This script tries to find suitable score parameters (substitution and gap scores) for aligning some given sequences.
It (probabilistically) aligns the sequences using some initial score parameters, then estimates better score parameters based on the alignments, and repeats this procedure until the parameters stop changing.
The usage is like this:
lastdb mydb reference.fasta last-train mydb queries.fasta
last-train prints a summary of each alignment step, followed by the final score parameters in a format that can be read by lastal's -p option.
-h, --help Show a help message, with default option values, and exit.
--revsym Force the substitution scores to have reverse-complement symmetry, e.g. score(A→G) = score(T→C). This is often appropriate, if neither strand is "special". --matsym Force the substitution scores to have directional symmetry, e.g. score(A→G) = score(G→A). --gapsym Force the insertion costs to equal the deletion costs. --pid=PID Ignore alignments with > PID% identity. This aims to optimize the parameters for low-similarity alignments, similarly to the BLOSUM matrices.

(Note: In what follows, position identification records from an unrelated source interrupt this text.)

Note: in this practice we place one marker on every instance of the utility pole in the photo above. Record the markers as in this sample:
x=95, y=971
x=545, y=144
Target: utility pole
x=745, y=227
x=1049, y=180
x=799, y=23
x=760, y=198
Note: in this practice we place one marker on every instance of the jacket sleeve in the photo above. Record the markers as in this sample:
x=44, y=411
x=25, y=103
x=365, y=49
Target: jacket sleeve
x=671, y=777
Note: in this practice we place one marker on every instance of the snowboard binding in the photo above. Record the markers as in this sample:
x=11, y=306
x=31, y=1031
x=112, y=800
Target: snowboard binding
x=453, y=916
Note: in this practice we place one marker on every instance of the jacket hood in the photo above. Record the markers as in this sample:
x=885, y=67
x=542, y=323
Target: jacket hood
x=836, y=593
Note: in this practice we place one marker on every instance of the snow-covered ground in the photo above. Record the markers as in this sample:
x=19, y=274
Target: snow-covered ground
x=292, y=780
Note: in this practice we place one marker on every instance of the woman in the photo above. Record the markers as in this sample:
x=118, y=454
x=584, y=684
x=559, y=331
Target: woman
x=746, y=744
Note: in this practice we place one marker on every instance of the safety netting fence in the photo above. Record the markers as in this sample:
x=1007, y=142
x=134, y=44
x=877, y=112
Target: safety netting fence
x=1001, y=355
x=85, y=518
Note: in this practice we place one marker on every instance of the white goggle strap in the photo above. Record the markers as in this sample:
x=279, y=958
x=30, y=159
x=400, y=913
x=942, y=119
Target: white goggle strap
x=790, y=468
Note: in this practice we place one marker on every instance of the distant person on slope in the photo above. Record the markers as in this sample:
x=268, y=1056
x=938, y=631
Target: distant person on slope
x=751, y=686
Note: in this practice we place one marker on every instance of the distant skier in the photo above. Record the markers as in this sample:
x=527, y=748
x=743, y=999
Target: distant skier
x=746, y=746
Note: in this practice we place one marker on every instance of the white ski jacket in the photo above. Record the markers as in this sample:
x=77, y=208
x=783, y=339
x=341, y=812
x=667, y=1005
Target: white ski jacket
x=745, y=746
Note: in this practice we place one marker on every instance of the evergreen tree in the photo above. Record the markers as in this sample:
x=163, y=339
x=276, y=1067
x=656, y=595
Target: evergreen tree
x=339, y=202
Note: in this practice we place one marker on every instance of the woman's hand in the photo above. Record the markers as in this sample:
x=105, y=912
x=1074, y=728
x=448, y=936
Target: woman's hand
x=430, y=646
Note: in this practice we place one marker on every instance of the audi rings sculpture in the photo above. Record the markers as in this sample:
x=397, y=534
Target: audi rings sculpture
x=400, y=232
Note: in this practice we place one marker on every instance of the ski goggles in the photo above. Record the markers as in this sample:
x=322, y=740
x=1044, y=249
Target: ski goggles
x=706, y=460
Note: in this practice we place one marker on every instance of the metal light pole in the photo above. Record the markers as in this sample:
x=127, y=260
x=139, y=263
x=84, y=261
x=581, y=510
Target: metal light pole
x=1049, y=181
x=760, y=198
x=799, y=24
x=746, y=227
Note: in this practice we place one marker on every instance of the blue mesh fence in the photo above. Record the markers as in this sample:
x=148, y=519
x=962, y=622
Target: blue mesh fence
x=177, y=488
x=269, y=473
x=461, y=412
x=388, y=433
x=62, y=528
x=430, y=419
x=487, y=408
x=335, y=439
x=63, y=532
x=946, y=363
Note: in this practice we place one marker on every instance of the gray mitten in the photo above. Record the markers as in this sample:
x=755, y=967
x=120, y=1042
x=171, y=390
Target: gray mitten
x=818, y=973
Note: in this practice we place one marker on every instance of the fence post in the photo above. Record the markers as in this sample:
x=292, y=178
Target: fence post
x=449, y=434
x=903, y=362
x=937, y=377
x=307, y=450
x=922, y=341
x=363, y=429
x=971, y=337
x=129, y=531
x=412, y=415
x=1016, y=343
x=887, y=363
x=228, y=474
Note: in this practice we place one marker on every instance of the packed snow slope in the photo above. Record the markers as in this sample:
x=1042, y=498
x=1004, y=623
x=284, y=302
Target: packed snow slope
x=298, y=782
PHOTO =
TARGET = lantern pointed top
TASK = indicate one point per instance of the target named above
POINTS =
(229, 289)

-r SCORE Initial match score. -q COST Initial mismatch cost. -p NAME Initial match/mismatch score matrix. -a COST Initial gap existence cost. -b COST Initial gap extension cost. -A COST Initial insertion existence cost. -B COST Initial insertion extension cost.

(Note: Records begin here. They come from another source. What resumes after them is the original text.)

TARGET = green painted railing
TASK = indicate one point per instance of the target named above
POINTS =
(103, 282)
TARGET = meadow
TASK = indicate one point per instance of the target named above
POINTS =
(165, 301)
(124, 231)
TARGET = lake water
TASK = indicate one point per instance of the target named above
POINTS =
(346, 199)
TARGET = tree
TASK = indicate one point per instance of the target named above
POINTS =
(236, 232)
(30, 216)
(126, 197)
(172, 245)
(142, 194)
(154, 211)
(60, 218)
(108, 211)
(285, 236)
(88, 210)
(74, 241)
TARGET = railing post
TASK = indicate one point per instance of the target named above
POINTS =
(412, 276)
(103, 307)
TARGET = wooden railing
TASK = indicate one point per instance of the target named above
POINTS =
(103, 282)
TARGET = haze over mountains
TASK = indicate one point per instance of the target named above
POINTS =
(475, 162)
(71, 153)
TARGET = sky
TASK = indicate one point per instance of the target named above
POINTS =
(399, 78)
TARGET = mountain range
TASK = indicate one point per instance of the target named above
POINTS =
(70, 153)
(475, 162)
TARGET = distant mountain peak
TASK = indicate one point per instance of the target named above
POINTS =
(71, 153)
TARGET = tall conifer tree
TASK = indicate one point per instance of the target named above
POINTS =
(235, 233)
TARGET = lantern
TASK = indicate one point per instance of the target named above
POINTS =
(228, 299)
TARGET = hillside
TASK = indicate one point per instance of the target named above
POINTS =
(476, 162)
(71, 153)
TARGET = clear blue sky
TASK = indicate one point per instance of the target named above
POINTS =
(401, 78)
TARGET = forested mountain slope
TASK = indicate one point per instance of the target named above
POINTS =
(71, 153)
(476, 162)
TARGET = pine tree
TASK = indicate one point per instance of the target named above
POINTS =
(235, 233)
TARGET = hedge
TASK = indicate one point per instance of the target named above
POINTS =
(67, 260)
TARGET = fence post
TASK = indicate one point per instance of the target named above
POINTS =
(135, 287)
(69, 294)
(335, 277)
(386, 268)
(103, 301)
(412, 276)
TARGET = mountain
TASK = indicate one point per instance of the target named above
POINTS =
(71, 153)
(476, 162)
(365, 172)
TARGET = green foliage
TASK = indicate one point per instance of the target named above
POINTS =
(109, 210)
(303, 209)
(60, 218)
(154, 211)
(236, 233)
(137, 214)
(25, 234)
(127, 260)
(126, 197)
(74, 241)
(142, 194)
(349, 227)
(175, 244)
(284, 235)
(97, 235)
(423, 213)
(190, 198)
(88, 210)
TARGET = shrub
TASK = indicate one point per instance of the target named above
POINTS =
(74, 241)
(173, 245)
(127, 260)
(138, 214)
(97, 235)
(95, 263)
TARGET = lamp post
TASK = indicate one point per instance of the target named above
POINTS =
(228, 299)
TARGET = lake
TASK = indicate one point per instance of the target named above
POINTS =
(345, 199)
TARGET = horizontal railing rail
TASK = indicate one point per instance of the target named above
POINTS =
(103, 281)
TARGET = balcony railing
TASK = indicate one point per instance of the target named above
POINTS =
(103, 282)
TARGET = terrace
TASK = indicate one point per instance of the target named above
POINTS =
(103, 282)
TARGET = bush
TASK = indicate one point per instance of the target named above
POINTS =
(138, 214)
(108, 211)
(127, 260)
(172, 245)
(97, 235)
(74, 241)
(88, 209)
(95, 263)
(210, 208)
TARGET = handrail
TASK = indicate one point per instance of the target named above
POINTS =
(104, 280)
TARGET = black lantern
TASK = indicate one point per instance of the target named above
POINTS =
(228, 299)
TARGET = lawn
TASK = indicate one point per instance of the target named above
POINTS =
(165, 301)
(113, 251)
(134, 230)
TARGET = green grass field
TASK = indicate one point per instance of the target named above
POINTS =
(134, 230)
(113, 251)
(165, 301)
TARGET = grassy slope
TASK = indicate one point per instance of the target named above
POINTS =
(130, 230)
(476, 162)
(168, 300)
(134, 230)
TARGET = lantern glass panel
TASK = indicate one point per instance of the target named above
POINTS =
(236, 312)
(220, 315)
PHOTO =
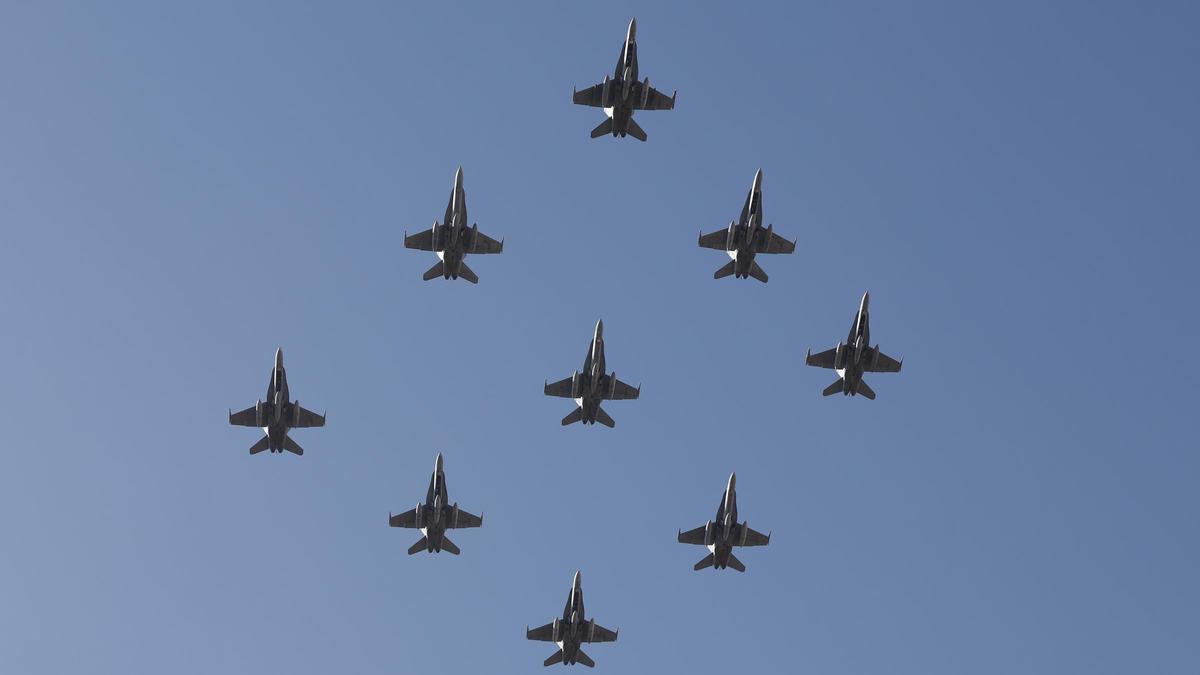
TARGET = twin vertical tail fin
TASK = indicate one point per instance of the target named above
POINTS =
(435, 272)
(262, 444)
(605, 127)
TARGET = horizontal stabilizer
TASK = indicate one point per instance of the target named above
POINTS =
(605, 127)
(603, 418)
(635, 131)
(292, 446)
(757, 273)
(467, 273)
(435, 272)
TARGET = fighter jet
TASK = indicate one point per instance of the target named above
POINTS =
(435, 517)
(451, 240)
(747, 238)
(855, 357)
(277, 414)
(721, 535)
(624, 94)
(592, 386)
(571, 631)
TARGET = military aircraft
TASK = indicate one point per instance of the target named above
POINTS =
(592, 386)
(435, 517)
(723, 533)
(571, 631)
(277, 414)
(855, 357)
(747, 238)
(453, 239)
(624, 94)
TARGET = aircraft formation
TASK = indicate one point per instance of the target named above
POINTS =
(453, 240)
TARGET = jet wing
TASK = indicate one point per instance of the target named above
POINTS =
(485, 244)
(600, 634)
(407, 519)
(694, 536)
(307, 418)
(777, 244)
(654, 101)
(562, 388)
(466, 520)
(244, 418)
(753, 538)
(591, 96)
(823, 359)
(421, 240)
(622, 392)
(718, 240)
(883, 364)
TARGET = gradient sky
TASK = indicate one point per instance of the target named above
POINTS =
(184, 189)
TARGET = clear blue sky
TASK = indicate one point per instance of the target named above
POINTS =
(184, 189)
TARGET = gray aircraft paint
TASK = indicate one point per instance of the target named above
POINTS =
(852, 358)
(745, 238)
(277, 414)
(436, 515)
(571, 631)
(623, 94)
(453, 239)
(592, 386)
(724, 532)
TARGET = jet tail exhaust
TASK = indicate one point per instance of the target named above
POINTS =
(635, 131)
(603, 129)
(603, 418)
(435, 272)
(292, 446)
(262, 444)
(467, 273)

-D LENGTH Query letters per random alignment. -E EG2 Maximum expected alignments per square giga. -s NUMBER Which query strand to use: 0=reverse, 1=forward, 2=both. -S NUMBER Score matrix applies to forward strand of: 0=reference, 1=query. This matters only if the scores lack reverse-complement symmetry. -m COUNT Maximum number of initial matches per query position. -T NUMBER Type of alignment: 0=local, 1=overlap. -Q NUMBER Query sequence format: 0=fasta, 1=fastq-sanger. Important: if you use option -Q, last-train will only train the gap scores, and leave the substitution scores at their initial values.
last-train assumes that gap lengths roughly follow a geometric distribution. If they do not (which is often the case), the results may be poor.
last-train can fail for various reasons, e.g. if the sequences are too dissimilar.